Em qualquer um dos casos, a experiência escolar culminou na atribuição de uma classificação apoiada muitas vezes em diagnósticos clínicos, mas o que os testemunhos realçam são experiências individuais onde imperam a perceção das dificuldades sentidas e a comparação com os outros.

Por exemplo, para Joaquina a quem ninguém explicou o que é a DI, o seu entendimento desta categoria é semelhante ao da maioria dos participantes, para quem a característica distintiva é o facto de as aprendizagens académicas se terem revelado uma tarefa difícil: «sinto-me especial assim por causa das minhas dificuldades na aprendizagem. É difícil!» (25 anos, ajudante polivalente, desempregada).

Da mesma forma, também João não sabe bem explicar o que é DI, e por mais que os outros lhe digam, nomeadamente os irmãos, «tu não tens esses problemas! (…) tu não tens nada disso de deficiências e dessas coisas», aquilo que sabe é que é no seio do grupo de colegas da instituição de ensino especial, do endogrupo, que se sente bem, reconhecendo que precisa de «uma forma diferente de ensinar» para conseguir aprender (27 anos, jardineiro).

No seu caso, à semelhança da maioria dos participantes, a perceção da diferença resulta da comparação com os colegas da turma, nomeadamente da perceção de um ritmo mais lento de aquisição das aprendizagens e/ou a incapacidade para realizar algumas aprendizagens do currículo regular, que o distancia dos outros.

«Dantes era muito difícil estar lá, ser acompanhado pela professora a dizer aquilo e para fazer aquilo e eu não dizia, não fazia. Não fazia muitas coisas, não queria e não conseguia. As avaliações que os professores faziam diziam que eu era capaz, que eu sou esforçado, mas prontos, tinha que fazer melhor e ser mais avaliado. Eu pensava: — com tempo chegarei lá e vou fazer o que ele fazem» (João, 27 anos, jardineiro).

Enquanto no seu tempo as dificuldades acentuadas em acompanhar o currículo comum e, nalguns casos a não realização de aprendizagens comuns para o seu grupo etário, confere uma aproximação àquilo que é socialmente percebido como DI, para a maioria dos participantes o paralelo que

estabelecem entre o seu ritmo de aprendizagem e o dos outros, bem como do fracasso para realizarem as aprendizagens expectáveis para a sua idade, não é percebido como uma categoria marcante na sua identidade, mas tão-somente como problemas circunscritos a uma dificuldade identificada e limitada.
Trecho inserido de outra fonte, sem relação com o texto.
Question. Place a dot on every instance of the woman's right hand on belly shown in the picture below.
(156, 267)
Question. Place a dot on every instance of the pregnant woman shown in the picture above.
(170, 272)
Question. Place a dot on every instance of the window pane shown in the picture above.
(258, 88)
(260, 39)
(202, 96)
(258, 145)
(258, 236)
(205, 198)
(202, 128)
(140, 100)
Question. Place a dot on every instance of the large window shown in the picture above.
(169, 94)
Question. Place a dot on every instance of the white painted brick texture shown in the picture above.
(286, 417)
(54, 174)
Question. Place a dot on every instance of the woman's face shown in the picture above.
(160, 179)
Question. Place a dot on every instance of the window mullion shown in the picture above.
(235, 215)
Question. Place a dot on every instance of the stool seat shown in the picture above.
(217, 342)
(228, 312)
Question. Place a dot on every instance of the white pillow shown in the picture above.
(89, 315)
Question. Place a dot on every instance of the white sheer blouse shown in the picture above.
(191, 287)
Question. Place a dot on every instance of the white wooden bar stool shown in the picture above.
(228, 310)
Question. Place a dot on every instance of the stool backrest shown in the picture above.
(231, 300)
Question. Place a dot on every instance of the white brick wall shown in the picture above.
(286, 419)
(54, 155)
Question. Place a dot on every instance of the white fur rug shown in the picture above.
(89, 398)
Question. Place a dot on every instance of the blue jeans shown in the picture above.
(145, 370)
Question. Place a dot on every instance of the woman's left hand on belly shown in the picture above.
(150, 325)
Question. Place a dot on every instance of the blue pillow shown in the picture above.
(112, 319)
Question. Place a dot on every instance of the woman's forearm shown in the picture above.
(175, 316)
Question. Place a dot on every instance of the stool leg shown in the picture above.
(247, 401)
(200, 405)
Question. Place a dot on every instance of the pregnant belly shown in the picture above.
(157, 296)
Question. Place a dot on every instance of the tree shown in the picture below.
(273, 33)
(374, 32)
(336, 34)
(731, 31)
É esta a experiência de Ana que afirma ter uma «deficiência menos grave, só ali no ler e escrever» (26 anos, trabalhadora auxiliar, serviços gerais). No seu caso, as dificuldades identificadas não apresentam uma ameaça à sua identidade (Breakwell, cit. in Finlay e Lyons, 2000).
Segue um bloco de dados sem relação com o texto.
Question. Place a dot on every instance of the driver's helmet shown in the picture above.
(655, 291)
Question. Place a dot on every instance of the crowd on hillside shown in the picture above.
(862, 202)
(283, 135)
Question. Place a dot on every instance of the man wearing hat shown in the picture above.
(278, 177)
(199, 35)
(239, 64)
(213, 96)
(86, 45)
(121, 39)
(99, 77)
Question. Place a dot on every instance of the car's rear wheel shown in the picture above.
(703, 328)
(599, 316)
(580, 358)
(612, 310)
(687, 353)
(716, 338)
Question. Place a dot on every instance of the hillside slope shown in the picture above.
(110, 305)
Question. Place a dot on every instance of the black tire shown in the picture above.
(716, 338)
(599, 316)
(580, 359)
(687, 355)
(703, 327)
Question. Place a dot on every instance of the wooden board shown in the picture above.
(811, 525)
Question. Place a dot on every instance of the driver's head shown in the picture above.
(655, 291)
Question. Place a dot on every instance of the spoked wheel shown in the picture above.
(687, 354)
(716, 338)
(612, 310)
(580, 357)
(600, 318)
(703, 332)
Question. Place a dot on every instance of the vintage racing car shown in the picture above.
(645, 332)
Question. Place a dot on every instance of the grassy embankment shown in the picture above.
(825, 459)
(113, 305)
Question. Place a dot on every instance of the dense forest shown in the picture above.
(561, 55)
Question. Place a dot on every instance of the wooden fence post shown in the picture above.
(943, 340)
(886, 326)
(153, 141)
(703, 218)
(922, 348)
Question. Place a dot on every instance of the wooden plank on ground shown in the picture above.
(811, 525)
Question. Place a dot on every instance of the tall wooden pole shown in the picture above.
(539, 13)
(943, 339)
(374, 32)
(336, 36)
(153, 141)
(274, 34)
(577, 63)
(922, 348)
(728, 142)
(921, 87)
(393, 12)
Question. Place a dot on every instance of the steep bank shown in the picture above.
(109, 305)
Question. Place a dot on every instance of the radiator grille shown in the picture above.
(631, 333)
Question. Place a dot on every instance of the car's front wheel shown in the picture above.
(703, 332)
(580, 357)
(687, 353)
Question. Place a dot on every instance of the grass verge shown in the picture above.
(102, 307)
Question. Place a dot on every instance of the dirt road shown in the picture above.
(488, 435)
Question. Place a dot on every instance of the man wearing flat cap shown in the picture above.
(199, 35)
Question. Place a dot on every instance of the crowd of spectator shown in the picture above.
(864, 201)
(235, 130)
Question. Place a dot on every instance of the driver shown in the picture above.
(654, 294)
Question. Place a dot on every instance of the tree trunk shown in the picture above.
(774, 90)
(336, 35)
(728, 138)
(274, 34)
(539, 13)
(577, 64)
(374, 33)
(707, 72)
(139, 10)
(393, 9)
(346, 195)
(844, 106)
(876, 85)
É também esta crença que contribui para a desconformidade entre a autoperceção dos participantes e a perceção social conferida pelo rótulo. É o que se observa no testemunho de Maria que rejeita liminarmente a classificação na categoria DI, sustentando a sua convicção na recordação das palavras da mãe que lhe contou que

«a técnica que lá a atendeu [no CRP] disse-lhe: — Olhe, a sua filha não é deficiente só que o problema que ela tem aqui é mesmo só da aprendizagem, que é para depois… Não sei já explicar muito bem» (Maria, 33 anos, assistente operacional).

Pode afirmar-se que são as exigências académicas as responsáveis pela classificação numa categoria estigmatizante, seja ela NEE ou DI. A Escola parece assumir-se com a instituição que sinaliza as diferenças não percebidas até à sua frequência, pelos participantes e pelas suas famílias. Pode, portanto, afirmar-se que sendo a escola a primeira instância de sinalização, classificação e categorização, é a instituição deficientizadora por excelência, já que as suas práticas contribuem para a discriminação dos alunos que se afastam culturalmente das expetativas (Mercer, 1973; 1977), favorecendo a sobre representação destas no universo dos indivíduos classificados com NEE. Em consequência, a classificação na categoria DI acaba por surgir quando tiverem necessidade de recorrer a ofertas no âmbito das medidas de formação e apoio ao emprego destinadas à população com deficiência e incapacidade.